第2話 ヒロイン決定の黒い噂

「朝ドラヒロイン謎選抜の背景に、MGJの復讐計画か」


 そのような週刊誌の記事が出たという話を、ユイは早紀から聞かされた。ヒロイン発表から一週間が経ち、「ヒロインに選ばれた月野ユイって誰?」と騒ぐ人は日に日に少なくなっていた。その一方で、「なぜ無名の女優が選ばれたのか?」といった疑問の声が徐々に増えていっていた。


「そんなこと言ったって、私だってわからないんだよね」

 ユイは友達からなぜ選ばれたのか聞かれるたびにそう答えていた。ヒロインはどのようにして決まったのか疑問視する人が多いことを、あまり快くは思えなかったが、その答えはユイ自身が一番知りたかったのかもしれない。


 久しぶりのヒロインオーディション、そして珍しい一年間の放送が決まっていた朝ドラのヒロインということもあって、朝ドラ「かもめ」のヒロインはもともとすごく注目されていた。ヒロインを予想する人々がSNSには多く表れていたし、多くの芸能リポーターも事前にヒロイン予想をしていた。ユイも、まさか自分が選ばれるとは思わず、面白半分にそういった記事をもともと読んでいた。


「かもめ」のヒロインで有力視されていたのは四人の有名女優であった。

 一人目は、蕪菜かぶな さほり。日本で一番有名な女優と言っても過言ではない人であったため、勝負の朝ドラにMGJはそれくらいするのではという声があった。

 二人目は、鈴木すずき 真帆まほ。アイドル出身の鈴木は、昨年ごろから本格的に女優に転身しており、演技力もすでに評価されていた。

 三人目は、田辺たなべ 杏奈あんな。子役の頃から活動している彼女は、ここ最近民放番組の主演をつとめることも多くなっていた。

 そして四人目は、くすのき 佐奈子さなこ。四人の中で一番知名度は低いが、MGJお気に入りの女優とちまたでは呼ばれており、前回の朝ドラではヒロインの妹役をつとめていた。

 蕪菜さほりは、実際にはヒロインのオーディションを受けていないようであったが、他の三人とはユイは会っており、三人とも最終オーディションまでは残っていたのだった。

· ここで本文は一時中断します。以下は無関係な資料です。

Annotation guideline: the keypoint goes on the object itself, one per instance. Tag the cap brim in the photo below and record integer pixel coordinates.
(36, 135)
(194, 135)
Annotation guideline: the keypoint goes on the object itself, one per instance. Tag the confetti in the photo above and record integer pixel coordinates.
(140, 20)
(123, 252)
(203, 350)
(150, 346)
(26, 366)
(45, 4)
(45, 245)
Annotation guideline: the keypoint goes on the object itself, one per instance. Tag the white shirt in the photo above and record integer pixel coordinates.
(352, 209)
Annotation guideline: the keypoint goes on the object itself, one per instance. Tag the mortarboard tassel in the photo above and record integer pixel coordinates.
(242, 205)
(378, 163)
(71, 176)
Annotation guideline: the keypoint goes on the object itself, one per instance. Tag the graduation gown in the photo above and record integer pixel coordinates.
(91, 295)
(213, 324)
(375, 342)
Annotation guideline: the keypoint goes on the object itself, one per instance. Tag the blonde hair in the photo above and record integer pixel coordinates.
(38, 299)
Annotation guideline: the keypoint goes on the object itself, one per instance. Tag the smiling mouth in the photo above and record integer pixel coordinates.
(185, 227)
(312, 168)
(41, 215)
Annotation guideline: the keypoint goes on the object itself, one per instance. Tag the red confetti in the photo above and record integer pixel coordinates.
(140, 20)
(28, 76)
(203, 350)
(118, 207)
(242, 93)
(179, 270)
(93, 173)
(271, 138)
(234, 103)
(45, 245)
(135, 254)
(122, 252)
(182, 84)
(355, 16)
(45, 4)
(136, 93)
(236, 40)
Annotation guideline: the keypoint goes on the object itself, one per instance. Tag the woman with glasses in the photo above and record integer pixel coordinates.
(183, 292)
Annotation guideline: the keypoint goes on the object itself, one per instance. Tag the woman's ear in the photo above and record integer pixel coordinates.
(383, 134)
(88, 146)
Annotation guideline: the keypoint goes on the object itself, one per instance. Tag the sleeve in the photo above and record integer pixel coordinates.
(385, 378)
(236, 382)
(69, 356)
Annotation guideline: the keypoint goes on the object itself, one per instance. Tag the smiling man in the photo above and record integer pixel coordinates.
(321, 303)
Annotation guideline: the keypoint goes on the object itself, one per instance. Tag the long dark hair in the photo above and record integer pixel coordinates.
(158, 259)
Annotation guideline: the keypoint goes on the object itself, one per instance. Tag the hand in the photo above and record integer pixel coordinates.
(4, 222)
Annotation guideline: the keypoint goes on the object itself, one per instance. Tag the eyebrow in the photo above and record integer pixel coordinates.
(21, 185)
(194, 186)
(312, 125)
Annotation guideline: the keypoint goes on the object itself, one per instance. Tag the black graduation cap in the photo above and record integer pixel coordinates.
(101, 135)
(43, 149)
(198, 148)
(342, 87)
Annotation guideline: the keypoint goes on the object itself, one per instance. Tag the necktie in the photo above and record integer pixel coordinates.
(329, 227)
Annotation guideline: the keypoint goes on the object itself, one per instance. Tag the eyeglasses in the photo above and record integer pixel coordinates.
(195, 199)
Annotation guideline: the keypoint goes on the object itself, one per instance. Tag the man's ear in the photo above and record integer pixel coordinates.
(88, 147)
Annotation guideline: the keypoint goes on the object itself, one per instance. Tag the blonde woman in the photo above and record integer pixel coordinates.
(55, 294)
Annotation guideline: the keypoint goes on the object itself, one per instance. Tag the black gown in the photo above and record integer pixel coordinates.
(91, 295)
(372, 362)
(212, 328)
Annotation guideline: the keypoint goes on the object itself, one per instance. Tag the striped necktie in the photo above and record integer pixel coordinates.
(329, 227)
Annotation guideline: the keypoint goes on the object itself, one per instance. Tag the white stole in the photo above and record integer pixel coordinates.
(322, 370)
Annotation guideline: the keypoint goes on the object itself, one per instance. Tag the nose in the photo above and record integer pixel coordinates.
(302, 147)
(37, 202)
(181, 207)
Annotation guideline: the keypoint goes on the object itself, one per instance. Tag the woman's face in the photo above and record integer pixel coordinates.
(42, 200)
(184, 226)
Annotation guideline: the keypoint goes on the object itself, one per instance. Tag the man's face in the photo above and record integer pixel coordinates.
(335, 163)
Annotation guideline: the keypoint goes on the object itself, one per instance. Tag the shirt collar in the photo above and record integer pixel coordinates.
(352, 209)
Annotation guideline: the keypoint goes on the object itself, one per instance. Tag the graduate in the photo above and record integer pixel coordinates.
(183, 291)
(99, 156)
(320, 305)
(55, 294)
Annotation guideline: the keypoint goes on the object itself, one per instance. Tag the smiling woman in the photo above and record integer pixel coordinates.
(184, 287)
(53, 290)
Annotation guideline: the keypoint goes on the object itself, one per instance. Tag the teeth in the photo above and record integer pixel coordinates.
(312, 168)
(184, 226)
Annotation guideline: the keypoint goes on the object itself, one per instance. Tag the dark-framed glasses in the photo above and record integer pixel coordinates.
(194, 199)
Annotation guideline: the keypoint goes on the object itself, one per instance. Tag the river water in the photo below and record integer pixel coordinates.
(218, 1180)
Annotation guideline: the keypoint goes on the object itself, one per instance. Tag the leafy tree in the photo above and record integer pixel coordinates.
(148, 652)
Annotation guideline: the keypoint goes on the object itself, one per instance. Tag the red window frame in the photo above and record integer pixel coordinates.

 その四人のいずれでもないユイが選ばれたことに対して、批判的な意見を言う人がいるらしいということも、ユイは何となく聞いていた。そのような中で週刊誌の記事が出たため、この記事はすぐさま全国で有名になった。


「もしもし、ユイ?」

 記事を教えてもらってから三時間後くらいに、再び早紀から連絡がきた。

「今すぐ、トネテレビつけてごらん!じゃあね、また後で」

 ユイが電話を受けるなり、早紀はそう早口で伝えるて、電話はすぐに切られてしまった。

「もう、何があったのよ・・・」

 そう思いつつもユイはテレビをつけた。すると、そこに映っていたのは楠 佐奈子であった。

「え、何これ・・・」

 ユイはすぐにテレビにくぎ付けになった。



 テレビで放送されていたのは、先ほどの週刊誌の記事についてであった。どうやら、この記事が出たきっかけは、楠 佐奈子が週刊誌の記者に手紙を送ったことであるらしい。テレビでは、楠 佐奈子の画像と共に、彼女の手紙が映し出されていた。


「私は朝ドラヒロインのオーディションで不正があったことに気づきました。

 本来選ばれるべきヒロインは私であったにもかかわらず、MGJが裏で働いて無名な女優を選びました。私はこれまでMGJのドラマにたくさん出演しており、MGJには大いに貢献していると自負しております。それでいて、今回のような仕打ちを受けるのは到底納得がいきません。」


 楠 佐奈子の手紙には不正の詳細が書かれていなかったが、かなりショッキングなものであった。この手紙をきっかけに、週刊誌がいろいろ調べた結果、背景にMGJの復讐があったのではといったことが、記事の中身らしい。


「なんで、よりによって佐奈子さんがそんなこと言うのよ・・・」

 ユイはテレビを見ながらそう呟いた。というのも、オーディションで楠 佐奈子は致命的なミスをしてしまっており、明らかに鈴木 真帆や田辺 杏奈より評価が下であると、ユイ自身感じていたからである。


「何か、オーディションのことを思い返したら、今回の原因はわかるかしら・・・」

 ユイは、オーディションの時のことを思い返していた。